The net profit of the company saw an expansion of 120% to Rs 12.14cr as against Rs 5.51cr on account of stable depreciation cost and lower incidence of tax during the quarter, while the interest cost increased by 34.38% to Rs
67.07cr against Rs 50cr during last year, on account of higher debt of the company. On sequential basis the net profit fell by over 50% from Rs 28.31cr. The resultant EPS (Basic) for the quarter stood at Rs 0.2 against Rs 0.1 during last year and Rs 0.93 during last quarter.

On a standalone basis, the Company earned a gross income of Rs. 3642.23cr during FY10 as against Rs. 33372.59cr in the previous year, an increase of 8%.

On Operating front the Earnings before interest, depreciation and tax during FY10 were Rs. 440.9cr as against Rs 490.28cr during the previous year representing an decrease of 10%. The Operating margins of the company witnessed a contraction of 270bps to 12.1% as against 14.86% during the corresponding period last year on account of higher raw material cost.

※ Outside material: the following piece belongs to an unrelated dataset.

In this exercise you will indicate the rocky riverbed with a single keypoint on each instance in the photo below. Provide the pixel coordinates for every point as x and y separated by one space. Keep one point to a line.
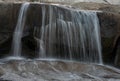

The Net Profit After tax stood at Rs. 81.44cr as against the Rs. 125.35cr during the previous year a fall of 35%, as the profit for FY09 includes Onetime profit booked from sale of land amounting Rs 43cr on account of Bandra-Worli sea link. The depreciation cost for FY10 stood at Rs 113.9cr as against Rs 115.22cr last year. While interest expenses remains flat to Rs 205.16cr as against Rs 210.51cr during the corresponding period last year. The resultant EPS for the financial year stood at Rs
1.4.

As the Indian economy continues to surge ahead, its power sector has been expanding concurrently in order to support the growth rate. The demand for power is growing exponentially and the scope for growth in this sector is monumental. India's total installed capacity of electricity generation has expanded from 1,05,04-5.96 MW at the end of 2001 1,59648.46 MW currently. In fact, India ranks sixth globally in terms of total electricity generation. This capacity is likely to grow to more than 3,00,000 MW by the end of 12thfive year plan ending 2017

India has road network of around 3.3 million kilometers which being second largest road network in the world. The main concern remains the fact that only about six percent of all roads are relatively well developed.

One of the significant developments in road infrastructure in India is the National Highways Development Projects (NHDP) involving a total investment of Rs 220500cr (exchange rate Rs 45/$) up to 2012. The recent cabinet approval for phase NHDP-V and NHDP-VI are estimated at Rs 58500cr. Projects are being financed using multiple methods, including tax inflow, foreign aid and private sector participation. Increasing private sector participation and BOT contracts are expected to drive road construction.

The Government of India introduced policies aiding public private participation (PPPs) to bridge the gap between demand and supply of urban infrastructure.

Any delay in execution of the projects may have its impact on the cash flow of the company, thereby impacting the profit earning ability of the company.

The debt to equity ratio of the company stands at higher end at 1.92 times which is continuously rising, the company's business model is highly capital intensive, thereby high debt will act as hindrance for further leveraging and also results in higher interest outgo and lower profit.

As the company is typically involved in projects with high gestation periods (like transportation & power), earnings arising out of the ongoing projects also hit their financials quite late. Moreover the projects are also more exposed to various risks arising with the passage of time.